Loyalty, of course.
Bed business, giggle.
The thing that stuck with me most and made me have an extremely uncomfortable airplane ride to Los Angeles was the freakin' foot-binding. Whaaaaat in the aaaayyyche??? I mean, right? HOW does that make one more marriageable? WHY is that attractive? WHY did I need to read about the process in such great detail??
Forget wanting only sons as the way to prove my ultimate worth as a woman. I wouldn't want to have any daughters so I wouldn't have to bind their adorable widdle feet!
I did some research. You can thank me later.
Hmmm...this doesn't look tooooooo too bad.....
Aw, look at this adorable little Chinese woman on her golden lilies!
These are apparently those embroidered shoes they would spend hours making up in the women's chamber.
Ok, Lady Lu, I'd rather you keep your shoe on but, still, doesn't look too bad to me....
Wait, is that....are those? Nooooooooooooooooooo! ::gouging out eyes with my Sonic straw::
Ho. Ly. Crap.
I think I may have just died of grossness.
Ok. So. There's that.
I really did enjoy the book (foot-binding details aside). I find that time and culture fascinating. The arranged marriages and social hierarchies along with the rituals and superstitions are almost beyond comprehension to someone like me, born in Boise, ID in 1975. It almost came off as a sci-fi novel sometimes as I could not believe this stuff actually happened.

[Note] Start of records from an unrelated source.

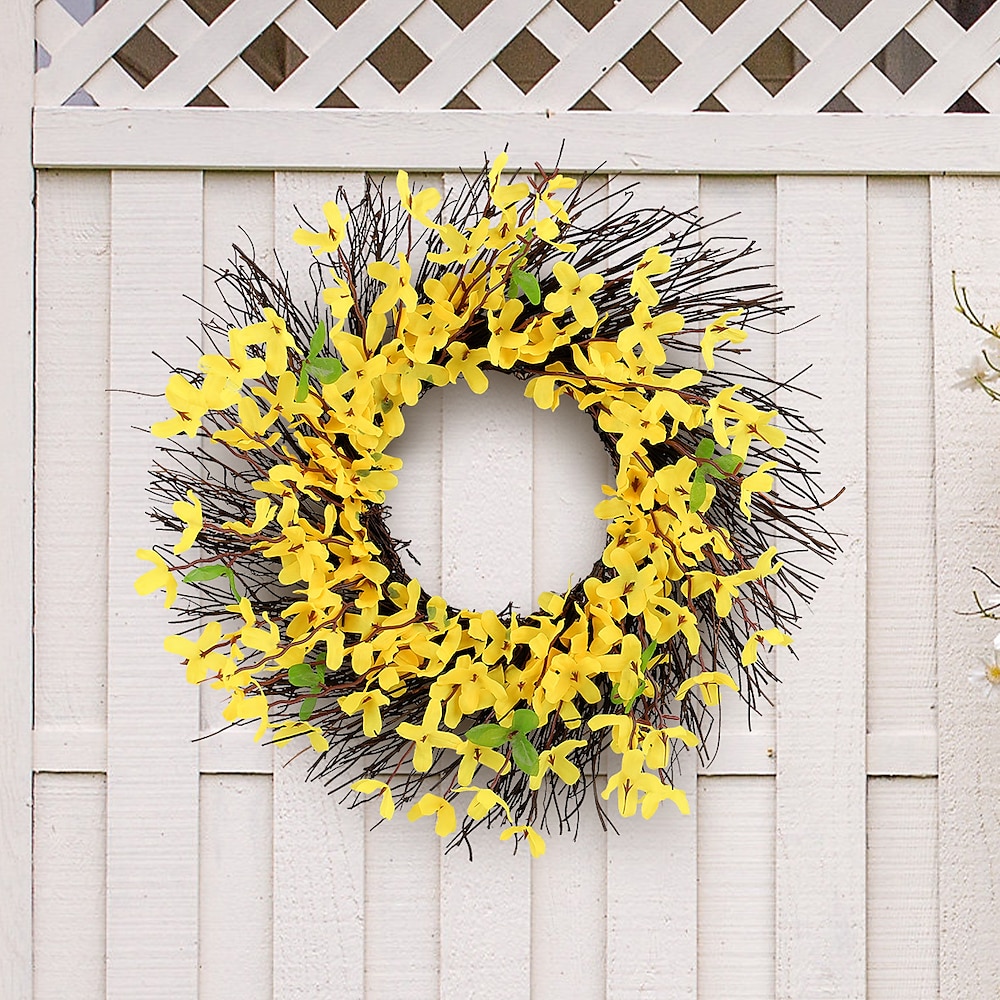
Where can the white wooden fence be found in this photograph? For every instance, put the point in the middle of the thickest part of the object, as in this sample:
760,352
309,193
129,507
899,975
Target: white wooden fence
846,847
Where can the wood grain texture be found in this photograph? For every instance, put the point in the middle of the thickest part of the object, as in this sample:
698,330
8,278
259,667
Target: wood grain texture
235,919
319,900
486,561
820,872
652,924
71,453
238,208
444,140
965,221
16,383
152,713
70,831
402,908
741,208
902,576
903,889
736,888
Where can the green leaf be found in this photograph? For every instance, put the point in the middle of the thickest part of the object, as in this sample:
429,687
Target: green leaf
488,735
304,675
525,755
200,574
705,449
523,281
647,657
698,492
524,720
303,389
327,370
318,341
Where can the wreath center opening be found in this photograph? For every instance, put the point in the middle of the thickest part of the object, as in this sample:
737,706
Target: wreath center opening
497,497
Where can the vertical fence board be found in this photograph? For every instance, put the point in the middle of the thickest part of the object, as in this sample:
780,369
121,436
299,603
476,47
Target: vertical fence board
569,466
403,914
71,454
820,859
16,383
319,900
902,889
902,674
965,221
736,888
652,922
152,713
239,208
69,883
744,208
235,920
486,527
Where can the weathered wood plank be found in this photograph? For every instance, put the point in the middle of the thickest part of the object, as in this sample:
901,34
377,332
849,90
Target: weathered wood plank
902,889
652,943
820,866
235,866
486,561
70,832
443,140
736,888
902,578
319,908
965,220
152,712
71,455
16,412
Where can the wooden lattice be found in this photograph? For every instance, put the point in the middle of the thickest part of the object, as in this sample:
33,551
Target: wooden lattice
777,56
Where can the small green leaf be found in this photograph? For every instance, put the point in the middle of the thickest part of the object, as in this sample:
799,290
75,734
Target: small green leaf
523,281
698,492
705,449
200,574
304,675
525,755
647,657
303,389
488,735
327,370
524,720
318,341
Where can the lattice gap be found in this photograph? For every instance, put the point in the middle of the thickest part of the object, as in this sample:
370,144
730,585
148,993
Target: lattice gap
568,55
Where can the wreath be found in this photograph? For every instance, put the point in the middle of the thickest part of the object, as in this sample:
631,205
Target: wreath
297,602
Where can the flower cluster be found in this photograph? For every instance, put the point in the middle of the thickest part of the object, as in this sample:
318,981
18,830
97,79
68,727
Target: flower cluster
308,620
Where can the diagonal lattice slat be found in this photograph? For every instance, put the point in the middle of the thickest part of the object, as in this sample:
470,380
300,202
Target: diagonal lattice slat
747,56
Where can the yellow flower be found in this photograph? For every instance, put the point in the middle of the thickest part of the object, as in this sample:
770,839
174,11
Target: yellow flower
716,333
653,263
159,577
574,293
483,801
418,205
369,703
555,760
757,482
709,681
536,843
367,786
435,805
190,514
772,635
336,229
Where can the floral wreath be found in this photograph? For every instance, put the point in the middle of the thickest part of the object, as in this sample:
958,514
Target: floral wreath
297,600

I thought the story and writing was enjoyable and it moved along well. I love the causal narrative style the author used. It's my favorite. Like you are sitting at an 80 year old Lady Lu's feet as she tells you the story and her laotong. My only complaint is that I wasn't in love with Snow Flower. I don't think she was endearing enough to make me care when she died.
Anyway, good read. Enjoyable. Definitely a departure from our norm. Educational. Thanks Stands!